Le sujet est parfaitement ésotérique. Il pourrait paraître déplacé de consacrer autant d’énergie à un projet de loi organique aussi éloigné des préoccupations des Français. Le droit d’amendement n’est pourtant pas un sujet technique, mais une garantie démocratique.

Concrètement, le Président de la République, irrité par les débats sur l’audiovisuel public puis sur le travail du dimanche, a décidé d’en finir avec l’opposition parlementaire. Sous couvert de bon sens (moderniser le Parlement), le projet de loi organique instaure un « crédit temps » sur chaque projet : C’est la majorité qui décidera du temps de l’opposition. Une fois ce temps épuisé, les amendements ne pourront plus être défendus.

L’obstruction est en réalité un fait rare : depuis 30 ans seuls 7 textes ont dépassé 100 heures de débat. Et ce fût à 4 reprises du fait de la droite… Qui peut s’indigner réellement que l’Assemblée Nationale consacre 79 petites heures à l’indépendance de l’audiovisuel public?
La vraie lenteur c’est celle du pouvoir réglementaire qui met des mois, voire des années à rédiger les décrets d’application. Un rapport du Sénat fin novembre fait apparaître que depuis 18 mois, le taux de mise en œuvre des textes votés n’est que de 24%…

Si le Président veut comprimer le temps parlementaire, c’est parce qu’il contrarie la communication présidentielle.
Avec Nicolas Sarkozy, la règle est simple : A chaque jour, son image. A chaque fait divers, sa loi. Dans ce tourbillon médiatique, chaque image doit tout à la fois marquer les esprits pour donner l’illusion de l’action et chasser la précédente pour limiter tout suivi et toute contestation.

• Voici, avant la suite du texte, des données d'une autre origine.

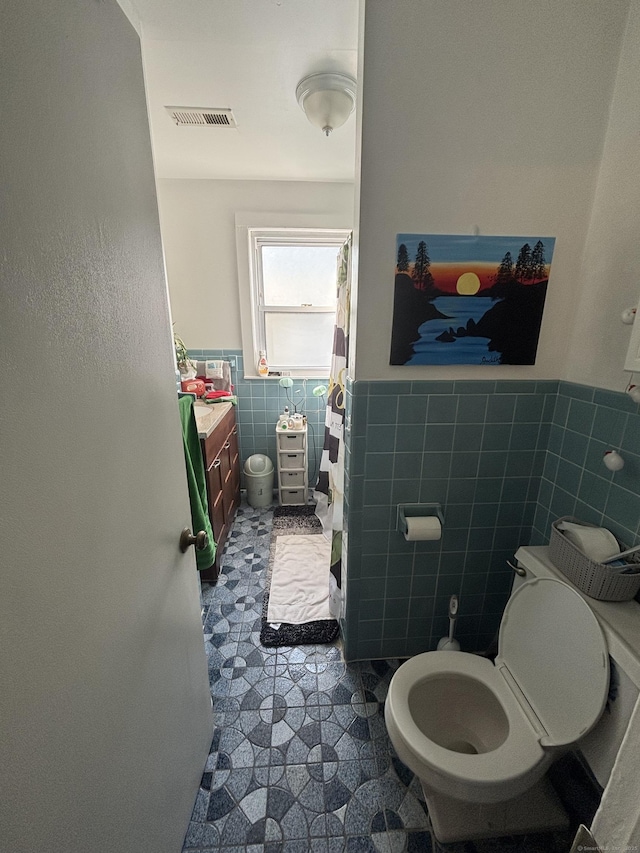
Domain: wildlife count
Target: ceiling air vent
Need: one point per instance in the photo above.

Chaque semaine depuis son élection, Nicolas Sarkozy s’efforce d’imposer l’agenda politique : avoir le choix du thème, pour conserver la main. Le président de la République aime les annonces, mais il n’aime pas que l’on fouille derrière ses mots. Comme tous les illusionnistes, il a ses trucs. Pour les préserver, il veut maintenir la distance avec le public. C’est pourquoi il faut sans cesse aller vite, ne jamais s’arrêter, fixer l’attention sur le tour suivant.

Chacun comprendra dans ces conditions que le temps des députés qui est celui de l’analyse, de l’évaluation, de la contre-expertise continue d’être un caillou dans la chaussure du Président qui voudrait que, une fois le journal de 20H et ses annonces passés, on éteigne le Parlement.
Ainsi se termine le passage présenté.